Séance du 27 mai 1998
M. le président.
« Art. 36. - I. - A compter de la date de publication de la présente loi, les
mots : "Compagnie nationale Air France" sont remplacés par les mots : "société
Air France" dans les dispositions législatives et réglementaires en vigueur.
« II. - 1° L'Etat est autorisé à céder gratuitement, dans la limite de 12 % du
capital, des actions de la société Air France aux salariés de cette société qui
auront consenti à des réductions de leurs salaires pour la durée de leur
carrière professionnelle dans le cadre d'un accord collectif de travail passé
entre la direction de l'entreprise et une ou plusieurs organisations syndicales
représentatives des personnels concernés.

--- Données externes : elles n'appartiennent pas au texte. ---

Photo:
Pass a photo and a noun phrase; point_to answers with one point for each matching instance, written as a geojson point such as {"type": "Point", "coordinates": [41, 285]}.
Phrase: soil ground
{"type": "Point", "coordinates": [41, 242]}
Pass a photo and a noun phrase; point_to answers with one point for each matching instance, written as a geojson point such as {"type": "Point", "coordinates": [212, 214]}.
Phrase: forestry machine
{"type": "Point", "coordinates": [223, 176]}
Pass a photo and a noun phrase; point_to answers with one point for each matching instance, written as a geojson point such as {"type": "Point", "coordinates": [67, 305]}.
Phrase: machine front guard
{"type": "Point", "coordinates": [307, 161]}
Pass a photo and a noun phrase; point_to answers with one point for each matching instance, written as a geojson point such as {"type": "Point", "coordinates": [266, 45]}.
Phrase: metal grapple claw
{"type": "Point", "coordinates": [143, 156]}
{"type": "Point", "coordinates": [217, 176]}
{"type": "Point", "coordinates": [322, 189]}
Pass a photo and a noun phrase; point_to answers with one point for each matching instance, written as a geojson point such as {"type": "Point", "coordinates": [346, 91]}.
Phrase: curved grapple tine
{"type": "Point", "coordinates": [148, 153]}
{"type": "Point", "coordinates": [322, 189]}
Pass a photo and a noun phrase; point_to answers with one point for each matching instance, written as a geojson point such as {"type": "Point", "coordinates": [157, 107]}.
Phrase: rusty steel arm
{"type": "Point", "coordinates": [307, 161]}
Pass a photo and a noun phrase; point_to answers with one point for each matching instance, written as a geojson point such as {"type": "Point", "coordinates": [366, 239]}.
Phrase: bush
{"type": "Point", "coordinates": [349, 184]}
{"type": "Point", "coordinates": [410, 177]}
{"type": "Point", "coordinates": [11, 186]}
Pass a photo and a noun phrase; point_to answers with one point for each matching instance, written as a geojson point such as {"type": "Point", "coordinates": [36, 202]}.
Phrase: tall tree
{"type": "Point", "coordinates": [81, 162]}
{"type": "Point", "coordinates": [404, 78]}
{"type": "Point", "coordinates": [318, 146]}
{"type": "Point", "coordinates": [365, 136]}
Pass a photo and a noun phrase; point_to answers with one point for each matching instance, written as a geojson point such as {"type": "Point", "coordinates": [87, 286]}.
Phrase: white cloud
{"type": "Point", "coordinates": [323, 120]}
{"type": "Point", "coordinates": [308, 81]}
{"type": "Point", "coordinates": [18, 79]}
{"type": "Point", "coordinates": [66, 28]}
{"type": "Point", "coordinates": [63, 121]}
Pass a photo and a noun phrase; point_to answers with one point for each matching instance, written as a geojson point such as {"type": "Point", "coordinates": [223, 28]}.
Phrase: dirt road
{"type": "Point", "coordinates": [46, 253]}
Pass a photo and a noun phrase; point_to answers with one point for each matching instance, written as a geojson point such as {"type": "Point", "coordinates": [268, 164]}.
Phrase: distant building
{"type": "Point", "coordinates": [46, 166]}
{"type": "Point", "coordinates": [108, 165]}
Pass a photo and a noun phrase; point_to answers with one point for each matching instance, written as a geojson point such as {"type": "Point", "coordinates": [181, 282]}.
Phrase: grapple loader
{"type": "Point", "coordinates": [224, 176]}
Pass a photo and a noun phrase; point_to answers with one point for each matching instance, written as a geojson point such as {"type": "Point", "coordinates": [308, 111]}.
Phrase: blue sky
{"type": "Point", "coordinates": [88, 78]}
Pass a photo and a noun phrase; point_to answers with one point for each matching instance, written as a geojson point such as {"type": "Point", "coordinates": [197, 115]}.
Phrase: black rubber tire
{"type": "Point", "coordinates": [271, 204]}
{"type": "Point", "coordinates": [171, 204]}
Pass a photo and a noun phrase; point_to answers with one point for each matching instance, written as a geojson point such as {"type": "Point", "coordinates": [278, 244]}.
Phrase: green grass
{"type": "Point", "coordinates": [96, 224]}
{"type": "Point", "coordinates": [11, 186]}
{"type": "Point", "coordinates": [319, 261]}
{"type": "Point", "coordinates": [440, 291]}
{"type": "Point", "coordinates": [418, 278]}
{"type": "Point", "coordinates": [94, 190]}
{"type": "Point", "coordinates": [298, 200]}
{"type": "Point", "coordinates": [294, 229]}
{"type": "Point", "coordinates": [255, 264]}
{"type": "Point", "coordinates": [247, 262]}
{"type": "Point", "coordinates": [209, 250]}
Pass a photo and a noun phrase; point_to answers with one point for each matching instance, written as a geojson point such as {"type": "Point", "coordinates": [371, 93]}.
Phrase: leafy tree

« Cet accord précise notamment le niveau et les modalités de ces réductions de
salaires, le montant maximal du total des indemnités qui seront attribuées en
actions ainsi que les modalités de répartition de ces indemnités entre les
salariés concernés. Ce montant ne peut excéder l'augmentation de la valeur de
la participation de l'Etat mentionnée au 2°.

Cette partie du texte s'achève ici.